Бумер ответил на ее улыбку.
– Люди воспринимают искусство слишком серьезно. Или я уже это говорил? А еще они слишком серьезно воспринимают личные взаимоотношения. Я так точно, по крайней мере до недавнего времени. Да и ты тоже. А сегодня утром – и ты, и я.
– Такое впечатление, будто когда-то я это знала, а потом забыла. Как хороший пловец, который вдруг ни с того ни с сего взял и утонул.
– Да,
– Люди вообще склонны воспринимать все слишком серьезно. Особенно самих себя.
– Это точно. Наверно, потому они все время такие испуганные, такие обидчивые. Жизнь слишком серьезная штука, чтобы к ней относиться на полном серьезе.
По проводам на просто потрясающе кривых ногах пробежала еще одна улыбка.
– Я хочу посмотреть твою выставку. Честное слово. И приду, обязательно приду, вот только наберусь смелости. И тогда мы с тобой выкроим минутку и поболтаем.
– Заметано, – ответил Бумер. – Я тебе позвоню. Как только вернусь из Иерусалима.
Иерусалим. Иеру Шалом. Город Мира. Единственное, что есть в нем смешного, – это название.
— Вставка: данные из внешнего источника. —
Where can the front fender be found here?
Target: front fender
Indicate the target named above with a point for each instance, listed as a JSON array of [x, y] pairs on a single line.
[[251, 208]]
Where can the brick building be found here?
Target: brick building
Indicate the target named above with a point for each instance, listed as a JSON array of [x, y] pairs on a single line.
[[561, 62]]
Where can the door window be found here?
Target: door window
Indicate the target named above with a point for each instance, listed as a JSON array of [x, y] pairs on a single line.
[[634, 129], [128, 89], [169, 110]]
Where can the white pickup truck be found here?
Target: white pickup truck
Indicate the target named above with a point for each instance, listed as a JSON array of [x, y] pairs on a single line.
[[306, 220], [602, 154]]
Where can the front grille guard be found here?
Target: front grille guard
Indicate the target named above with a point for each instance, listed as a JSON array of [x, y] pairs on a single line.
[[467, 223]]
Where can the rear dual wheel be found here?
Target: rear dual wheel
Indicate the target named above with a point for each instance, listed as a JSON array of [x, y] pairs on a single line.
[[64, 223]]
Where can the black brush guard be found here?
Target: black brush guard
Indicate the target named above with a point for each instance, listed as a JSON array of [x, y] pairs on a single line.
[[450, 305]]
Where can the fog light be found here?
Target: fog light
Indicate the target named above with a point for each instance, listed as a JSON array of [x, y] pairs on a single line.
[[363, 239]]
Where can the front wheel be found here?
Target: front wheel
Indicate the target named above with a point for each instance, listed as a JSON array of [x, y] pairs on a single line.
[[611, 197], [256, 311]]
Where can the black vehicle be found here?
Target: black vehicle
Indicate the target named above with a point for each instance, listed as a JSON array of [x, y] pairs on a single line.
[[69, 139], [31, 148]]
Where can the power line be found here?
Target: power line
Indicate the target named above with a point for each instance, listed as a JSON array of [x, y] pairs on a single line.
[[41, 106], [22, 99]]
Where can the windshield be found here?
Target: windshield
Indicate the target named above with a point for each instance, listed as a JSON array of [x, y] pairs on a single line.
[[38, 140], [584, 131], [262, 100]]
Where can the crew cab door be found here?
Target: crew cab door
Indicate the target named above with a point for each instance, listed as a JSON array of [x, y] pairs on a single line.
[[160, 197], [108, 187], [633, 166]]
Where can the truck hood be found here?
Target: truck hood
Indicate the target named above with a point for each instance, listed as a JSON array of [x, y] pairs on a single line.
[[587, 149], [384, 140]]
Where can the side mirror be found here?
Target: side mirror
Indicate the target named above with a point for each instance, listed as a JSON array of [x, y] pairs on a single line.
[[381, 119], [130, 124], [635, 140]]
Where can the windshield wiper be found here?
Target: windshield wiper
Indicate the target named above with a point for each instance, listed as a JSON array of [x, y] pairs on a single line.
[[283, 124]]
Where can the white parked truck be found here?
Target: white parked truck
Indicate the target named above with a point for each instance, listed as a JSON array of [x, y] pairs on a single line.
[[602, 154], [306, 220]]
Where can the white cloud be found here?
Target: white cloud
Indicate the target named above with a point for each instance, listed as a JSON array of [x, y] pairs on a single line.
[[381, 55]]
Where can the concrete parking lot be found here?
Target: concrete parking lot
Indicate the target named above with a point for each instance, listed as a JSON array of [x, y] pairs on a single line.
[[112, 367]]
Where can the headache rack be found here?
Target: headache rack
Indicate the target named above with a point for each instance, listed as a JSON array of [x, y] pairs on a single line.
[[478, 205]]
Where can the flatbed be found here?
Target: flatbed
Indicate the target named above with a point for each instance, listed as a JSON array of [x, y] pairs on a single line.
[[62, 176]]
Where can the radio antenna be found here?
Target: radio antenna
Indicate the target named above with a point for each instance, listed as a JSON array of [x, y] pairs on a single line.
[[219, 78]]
Из-за него разгорелись тридцать семь войн (не сражений, а именно войн). Семнадцать раз семнадцать разных завоевателей обращали его в прах. И всякий раз он поднимался из руин и пепла – чтобы вновь привлечь к себе жадные взоры очередного завоевателя.
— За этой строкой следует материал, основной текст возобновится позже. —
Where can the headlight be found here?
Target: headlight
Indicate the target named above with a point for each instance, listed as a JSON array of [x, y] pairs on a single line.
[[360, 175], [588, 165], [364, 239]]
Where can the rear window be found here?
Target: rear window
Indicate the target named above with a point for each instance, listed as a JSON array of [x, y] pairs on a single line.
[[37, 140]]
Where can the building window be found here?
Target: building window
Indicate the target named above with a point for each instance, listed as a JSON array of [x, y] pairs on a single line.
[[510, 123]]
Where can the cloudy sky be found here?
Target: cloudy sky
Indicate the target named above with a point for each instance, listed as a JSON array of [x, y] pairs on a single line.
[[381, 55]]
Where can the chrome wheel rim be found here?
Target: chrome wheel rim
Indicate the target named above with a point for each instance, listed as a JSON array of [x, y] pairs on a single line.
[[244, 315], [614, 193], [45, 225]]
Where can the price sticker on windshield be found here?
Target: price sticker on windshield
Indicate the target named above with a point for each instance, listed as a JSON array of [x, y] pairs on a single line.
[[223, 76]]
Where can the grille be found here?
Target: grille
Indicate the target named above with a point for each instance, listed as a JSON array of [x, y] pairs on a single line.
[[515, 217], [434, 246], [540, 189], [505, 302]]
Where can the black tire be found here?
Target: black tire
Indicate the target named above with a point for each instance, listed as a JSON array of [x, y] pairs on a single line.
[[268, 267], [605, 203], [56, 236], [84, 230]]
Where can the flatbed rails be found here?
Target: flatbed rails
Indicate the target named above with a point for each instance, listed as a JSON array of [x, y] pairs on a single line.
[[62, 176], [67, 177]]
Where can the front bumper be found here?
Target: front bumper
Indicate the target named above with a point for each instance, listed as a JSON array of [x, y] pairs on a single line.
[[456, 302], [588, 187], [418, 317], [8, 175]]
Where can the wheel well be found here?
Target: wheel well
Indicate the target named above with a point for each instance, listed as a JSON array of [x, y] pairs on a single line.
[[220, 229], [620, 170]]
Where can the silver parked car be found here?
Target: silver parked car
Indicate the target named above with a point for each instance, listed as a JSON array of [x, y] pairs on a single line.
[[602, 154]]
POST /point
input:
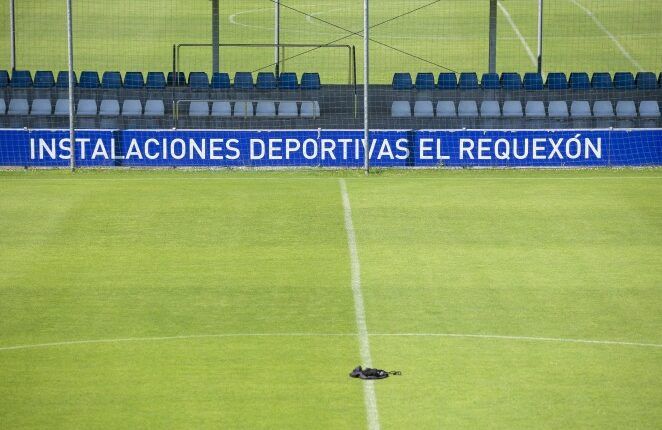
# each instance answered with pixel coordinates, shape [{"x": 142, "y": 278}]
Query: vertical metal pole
[
  {"x": 70, "y": 41},
  {"x": 366, "y": 83},
  {"x": 215, "y": 20},
  {"x": 12, "y": 33},
  {"x": 493, "y": 22},
  {"x": 277, "y": 37},
  {"x": 540, "y": 36}
]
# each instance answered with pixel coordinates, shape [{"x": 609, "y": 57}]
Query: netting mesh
[{"x": 445, "y": 64}]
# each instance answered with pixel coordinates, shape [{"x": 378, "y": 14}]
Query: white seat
[
  {"x": 534, "y": 109},
  {"x": 512, "y": 109},
  {"x": 61, "y": 107},
  {"x": 87, "y": 107},
  {"x": 41, "y": 107},
  {"x": 109, "y": 108},
  {"x": 490, "y": 109},
  {"x": 625, "y": 109},
  {"x": 400, "y": 109},
  {"x": 265, "y": 108},
  {"x": 423, "y": 109},
  {"x": 603, "y": 109},
  {"x": 558, "y": 109},
  {"x": 649, "y": 109},
  {"x": 310, "y": 109},
  {"x": 198, "y": 108},
  {"x": 243, "y": 108},
  {"x": 467, "y": 108},
  {"x": 132, "y": 108},
  {"x": 154, "y": 108},
  {"x": 288, "y": 109},
  {"x": 446, "y": 108},
  {"x": 18, "y": 107},
  {"x": 580, "y": 109},
  {"x": 221, "y": 108}
]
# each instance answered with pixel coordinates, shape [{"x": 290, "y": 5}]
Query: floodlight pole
[
  {"x": 70, "y": 43},
  {"x": 540, "y": 11},
  {"x": 215, "y": 20},
  {"x": 366, "y": 84},
  {"x": 493, "y": 22},
  {"x": 277, "y": 37},
  {"x": 12, "y": 35}
]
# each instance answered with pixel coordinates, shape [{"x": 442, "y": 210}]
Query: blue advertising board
[{"x": 332, "y": 148}]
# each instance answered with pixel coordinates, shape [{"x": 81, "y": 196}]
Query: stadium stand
[
  {"x": 89, "y": 80},
  {"x": 220, "y": 81},
  {"x": 402, "y": 81},
  {"x": 533, "y": 82},
  {"x": 288, "y": 81},
  {"x": 310, "y": 81},
  {"x": 447, "y": 81},
  {"x": 111, "y": 80},
  {"x": 425, "y": 81},
  {"x": 538, "y": 101},
  {"x": 288, "y": 109},
  {"x": 266, "y": 81},
  {"x": 602, "y": 81},
  {"x": 44, "y": 79},
  {"x": 490, "y": 81}
]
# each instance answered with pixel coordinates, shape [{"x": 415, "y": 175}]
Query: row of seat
[
  {"x": 158, "y": 81},
  {"x": 533, "y": 109},
  {"x": 156, "y": 108},
  {"x": 531, "y": 81}
]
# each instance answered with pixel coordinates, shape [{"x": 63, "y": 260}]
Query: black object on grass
[{"x": 369, "y": 373}]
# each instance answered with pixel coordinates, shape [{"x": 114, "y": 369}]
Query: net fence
[{"x": 298, "y": 64}]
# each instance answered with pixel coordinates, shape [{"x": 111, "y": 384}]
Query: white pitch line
[
  {"x": 601, "y": 26},
  {"x": 267, "y": 335},
  {"x": 517, "y": 32},
  {"x": 369, "y": 396}
]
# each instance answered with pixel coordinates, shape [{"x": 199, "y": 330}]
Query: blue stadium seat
[
  {"x": 310, "y": 81},
  {"x": 243, "y": 81},
  {"x": 4, "y": 79},
  {"x": 89, "y": 80},
  {"x": 624, "y": 81},
  {"x": 134, "y": 80},
  {"x": 266, "y": 81},
  {"x": 557, "y": 81},
  {"x": 579, "y": 81},
  {"x": 62, "y": 81},
  {"x": 220, "y": 81},
  {"x": 646, "y": 81},
  {"x": 468, "y": 81},
  {"x": 601, "y": 81},
  {"x": 490, "y": 81},
  {"x": 21, "y": 79},
  {"x": 44, "y": 79},
  {"x": 181, "y": 79},
  {"x": 288, "y": 81},
  {"x": 447, "y": 81},
  {"x": 511, "y": 81},
  {"x": 402, "y": 81},
  {"x": 155, "y": 81},
  {"x": 198, "y": 81},
  {"x": 533, "y": 81},
  {"x": 111, "y": 80},
  {"x": 425, "y": 81}
]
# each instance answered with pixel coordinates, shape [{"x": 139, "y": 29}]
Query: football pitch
[
  {"x": 242, "y": 299},
  {"x": 435, "y": 36}
]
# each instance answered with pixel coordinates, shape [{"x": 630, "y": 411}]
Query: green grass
[
  {"x": 126, "y": 35},
  {"x": 240, "y": 255}
]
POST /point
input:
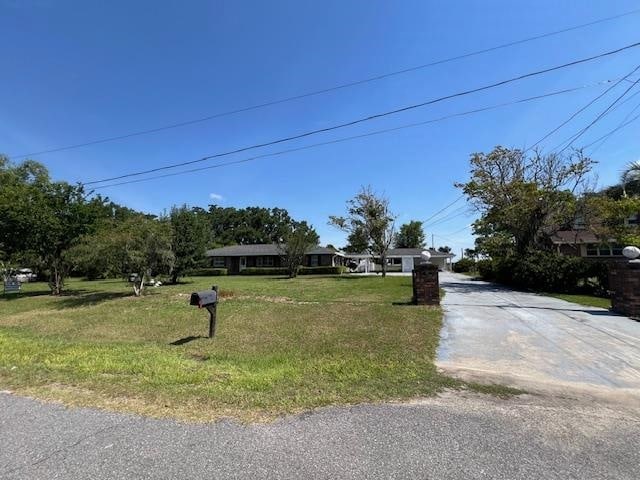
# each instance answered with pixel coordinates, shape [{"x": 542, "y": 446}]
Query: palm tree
[{"x": 631, "y": 172}]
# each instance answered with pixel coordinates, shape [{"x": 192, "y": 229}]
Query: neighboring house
[
  {"x": 235, "y": 258},
  {"x": 583, "y": 243},
  {"x": 401, "y": 260}
]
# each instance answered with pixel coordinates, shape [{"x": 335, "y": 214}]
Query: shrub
[
  {"x": 547, "y": 271},
  {"x": 265, "y": 271},
  {"x": 328, "y": 270},
  {"x": 464, "y": 265},
  {"x": 209, "y": 272}
]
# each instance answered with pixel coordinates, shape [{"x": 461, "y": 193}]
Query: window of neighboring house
[
  {"x": 218, "y": 262},
  {"x": 604, "y": 250}
]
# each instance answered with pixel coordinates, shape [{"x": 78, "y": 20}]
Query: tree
[
  {"x": 296, "y": 243},
  {"x": 523, "y": 199},
  {"x": 190, "y": 236},
  {"x": 137, "y": 245},
  {"x": 369, "y": 216},
  {"x": 410, "y": 235},
  {"x": 41, "y": 219}
]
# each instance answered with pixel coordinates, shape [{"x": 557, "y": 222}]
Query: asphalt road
[
  {"x": 450, "y": 437},
  {"x": 492, "y": 333}
]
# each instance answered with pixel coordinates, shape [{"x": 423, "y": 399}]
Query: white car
[{"x": 25, "y": 275}]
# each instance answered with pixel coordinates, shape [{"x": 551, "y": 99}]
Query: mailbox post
[{"x": 209, "y": 300}]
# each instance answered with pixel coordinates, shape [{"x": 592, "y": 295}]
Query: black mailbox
[
  {"x": 204, "y": 299},
  {"x": 209, "y": 300}
]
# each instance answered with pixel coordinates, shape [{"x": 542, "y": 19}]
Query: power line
[
  {"x": 374, "y": 116},
  {"x": 326, "y": 90},
  {"x": 602, "y": 114},
  {"x": 353, "y": 137},
  {"x": 607, "y": 135},
  {"x": 579, "y": 111}
]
Иерусалим. Иссушенная, холмистая провинциальная дыра на дороге, ведущей в никуда. Ни порта, ни крепости, ни плодородных полей вокруг. Ни леса на дрова и древесину, ни полных рыбы сетей, ни руды в рудниках – ничего, кроме колючек для овец и верблюдов. Место бедное и скудное и одновременно столь желанное. И так – вот уже три тысячи лет.
Иерусалим. Иеру Шалом. Воздвигнутый из человеческого духа, щедро обагренный человеческой кровью, укутанный красно-черным покрывалом пожаров, чтобы затем коленями молящихся и свитками безумных пророчеств снова быть отчищенным до золотого блеска. Иерусалим. Когда уши уже не могли выносить вопли детей твоих, камни оглохли по всему миру.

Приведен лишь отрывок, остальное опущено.